Pantelion Films and Lionsgate will stay the course and release Hours — starring the late Paul Walker — as planned on Dec. 13 in 15 select U.S. cities. The Hurricane Katrina drama will also debut simultaneously on VOD.
Executives from both companies, along with Hours producer Peter Safran, met Sunday to discuss the best course to take following the tragic death of Walker in a car crash Saturday afternoon north of Los Angeles. The 40-year-old actor was on Thanksgiving hiatus from shooting Fast & Furious 7 in Atlanta.
The team ultimately decided to stick to the Dec. 13 release date. “After lots of back and forth, this is our decision. It’s Paul’s tour de force. He’s in every frame of the movie,” Pantelion CEO Paul Presburger told The Hollywood Reporter in an interview Sunday afternoon. Walker produced the independent film with Safran, who also worked together on Vehicle 19.
A passion project for Walker, Hours takes place in the aftermath of Hurricane Katrina. Walker and Genesis Rodriguez play soon-to-be parents who rush to a New Orleans hospital after she goes into early labor. The birth goes tragically wrong, and Walker’s character finds himself cut off from the world with his ill newborn daughter when the storm hits and the hospital is evacuated.
“Paul would have very much wanted us to move forward. He was incredibly proud of this project. We did a press junket two weeks ago, and I remember sitting with him and how excited he was for people to see this movie. He really looked to this movie to show people that he is an actor,” Safran said during the THR interview. “He was looking for something to showcase his acting skills, which he so rarely had the chance to do. He hit it out of the park.”
The move comes as Universal is figuring out how to move forward with Fast & Furious 7. The franchise installment, unlike Hours, is still in production, so Universal will need to decide whether to address the tragedy in the film’s narrative and when to resume production. Fast 7 is set for release July 11, 2014, but may miss that date if extensive work has to be done in the wake of Walker’s death.
The subject matter of Hours struck a deep chord with Walker, who founded the charity Reach Out Worldwide in 2010 in the aftermath of the Haiti earthquake. Just before his death, Walker and his charity co-hosted an event in Santa Clarita, Calif., for victims of the recent typhoon in the Philippines.
“Hours embodies a message that was so important to him, which is that you have to do everything you can to keep friends and family safe,” Safran said.

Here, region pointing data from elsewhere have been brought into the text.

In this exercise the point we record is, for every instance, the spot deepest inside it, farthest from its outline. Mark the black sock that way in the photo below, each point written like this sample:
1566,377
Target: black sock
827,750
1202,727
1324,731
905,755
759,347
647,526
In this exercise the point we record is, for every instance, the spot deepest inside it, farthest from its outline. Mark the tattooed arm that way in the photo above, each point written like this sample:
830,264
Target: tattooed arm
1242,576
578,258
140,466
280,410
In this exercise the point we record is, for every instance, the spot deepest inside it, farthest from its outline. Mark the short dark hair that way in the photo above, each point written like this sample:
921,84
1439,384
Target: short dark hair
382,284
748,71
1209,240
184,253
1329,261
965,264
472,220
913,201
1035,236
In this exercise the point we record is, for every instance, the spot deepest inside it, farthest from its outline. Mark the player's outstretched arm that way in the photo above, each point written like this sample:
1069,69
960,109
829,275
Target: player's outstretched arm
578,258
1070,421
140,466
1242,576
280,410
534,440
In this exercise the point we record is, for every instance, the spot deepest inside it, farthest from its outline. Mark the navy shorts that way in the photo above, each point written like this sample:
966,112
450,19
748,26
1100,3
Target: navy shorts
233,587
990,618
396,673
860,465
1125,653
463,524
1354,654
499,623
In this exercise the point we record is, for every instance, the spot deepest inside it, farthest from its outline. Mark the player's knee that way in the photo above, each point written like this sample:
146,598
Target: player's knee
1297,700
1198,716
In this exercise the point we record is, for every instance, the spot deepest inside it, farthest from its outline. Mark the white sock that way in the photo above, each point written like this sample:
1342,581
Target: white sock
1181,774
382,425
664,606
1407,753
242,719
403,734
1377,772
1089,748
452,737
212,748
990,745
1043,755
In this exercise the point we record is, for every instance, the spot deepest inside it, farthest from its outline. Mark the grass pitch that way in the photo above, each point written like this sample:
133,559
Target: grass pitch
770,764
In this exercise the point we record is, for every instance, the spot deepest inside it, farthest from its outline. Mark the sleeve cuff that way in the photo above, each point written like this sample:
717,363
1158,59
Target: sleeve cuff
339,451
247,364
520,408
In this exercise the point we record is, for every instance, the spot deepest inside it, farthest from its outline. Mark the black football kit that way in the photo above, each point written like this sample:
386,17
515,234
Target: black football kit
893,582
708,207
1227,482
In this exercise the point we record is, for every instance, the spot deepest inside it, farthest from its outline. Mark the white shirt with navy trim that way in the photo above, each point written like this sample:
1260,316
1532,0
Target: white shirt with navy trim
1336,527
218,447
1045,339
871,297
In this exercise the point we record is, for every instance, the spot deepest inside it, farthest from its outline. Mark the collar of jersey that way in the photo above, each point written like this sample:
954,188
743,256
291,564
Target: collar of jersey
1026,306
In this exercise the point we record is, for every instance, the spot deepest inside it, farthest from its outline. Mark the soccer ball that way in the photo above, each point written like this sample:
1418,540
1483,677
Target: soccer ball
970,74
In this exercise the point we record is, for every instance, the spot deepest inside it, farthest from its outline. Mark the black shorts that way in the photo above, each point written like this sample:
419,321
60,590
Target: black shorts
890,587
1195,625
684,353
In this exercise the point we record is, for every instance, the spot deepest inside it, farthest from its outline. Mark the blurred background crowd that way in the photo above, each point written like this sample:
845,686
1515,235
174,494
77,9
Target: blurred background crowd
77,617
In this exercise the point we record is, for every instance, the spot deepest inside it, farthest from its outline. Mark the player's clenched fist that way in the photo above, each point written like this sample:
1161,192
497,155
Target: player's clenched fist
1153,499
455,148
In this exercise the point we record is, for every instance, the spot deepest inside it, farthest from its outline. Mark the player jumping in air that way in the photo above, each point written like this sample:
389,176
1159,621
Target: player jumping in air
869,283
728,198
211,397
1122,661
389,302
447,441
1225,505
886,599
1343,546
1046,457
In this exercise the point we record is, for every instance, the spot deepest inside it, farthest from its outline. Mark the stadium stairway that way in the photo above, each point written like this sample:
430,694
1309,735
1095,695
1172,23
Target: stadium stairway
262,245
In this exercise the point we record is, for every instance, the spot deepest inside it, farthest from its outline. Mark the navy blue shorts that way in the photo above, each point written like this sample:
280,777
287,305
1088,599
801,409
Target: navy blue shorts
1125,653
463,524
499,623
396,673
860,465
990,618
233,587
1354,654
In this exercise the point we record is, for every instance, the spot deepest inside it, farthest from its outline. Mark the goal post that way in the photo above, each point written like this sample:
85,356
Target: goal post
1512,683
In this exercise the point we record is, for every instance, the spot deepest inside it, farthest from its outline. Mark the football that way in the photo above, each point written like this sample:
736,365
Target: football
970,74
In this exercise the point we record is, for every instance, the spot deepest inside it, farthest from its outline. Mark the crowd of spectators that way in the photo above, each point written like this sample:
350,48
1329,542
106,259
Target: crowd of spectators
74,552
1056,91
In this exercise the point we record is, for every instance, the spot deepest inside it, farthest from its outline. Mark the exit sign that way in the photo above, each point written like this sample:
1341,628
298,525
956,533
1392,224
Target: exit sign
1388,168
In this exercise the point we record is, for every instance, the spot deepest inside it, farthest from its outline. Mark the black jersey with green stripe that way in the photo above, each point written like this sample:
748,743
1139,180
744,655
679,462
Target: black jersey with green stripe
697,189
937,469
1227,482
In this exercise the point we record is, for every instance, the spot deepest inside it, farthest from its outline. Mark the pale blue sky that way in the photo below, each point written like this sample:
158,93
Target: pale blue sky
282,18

Presburger and Safran said there are discussions underway as to how best to honor Walker’s memory. That could potentially include donating certain proceeds of the film to Walker’s charity, but they cautioned any decision to do so would have to be vetted with Walker’s team.
Pantelion, a joint venture between Lionsgate and Televisa, specializes in Latino entertainment and earlier this year engineered a historic coup with the box office success of Instructions Not Included. The comedy transformed into the top Spanish-language film of all time in the U.S. with $44.3 million in ticket sales and broke records in Mexico after grossing more than $46 million.
Hours is not a Spanish-language film, but Pantelion was drawn to the project because of Walker’s huge Hispanic fan base (thanks to the Fast & Furious franchise) and Rodriguez, the daughter of a Venezuelan actor and singer Jose Luis Rodriguez. Born in Miami, Rodriguez has acted both in the U.S. and Mexico.
Pantelion acquired U.S. and Canadian rights to Hours after seeing the movie’s premiere at the SXSW Film Festival, where Walker and Rodriguez were both in attendance. Safran’s company produced Hours in association with Palmstar Media and the Hirsh Group. UTA represented domestic rights to the movie.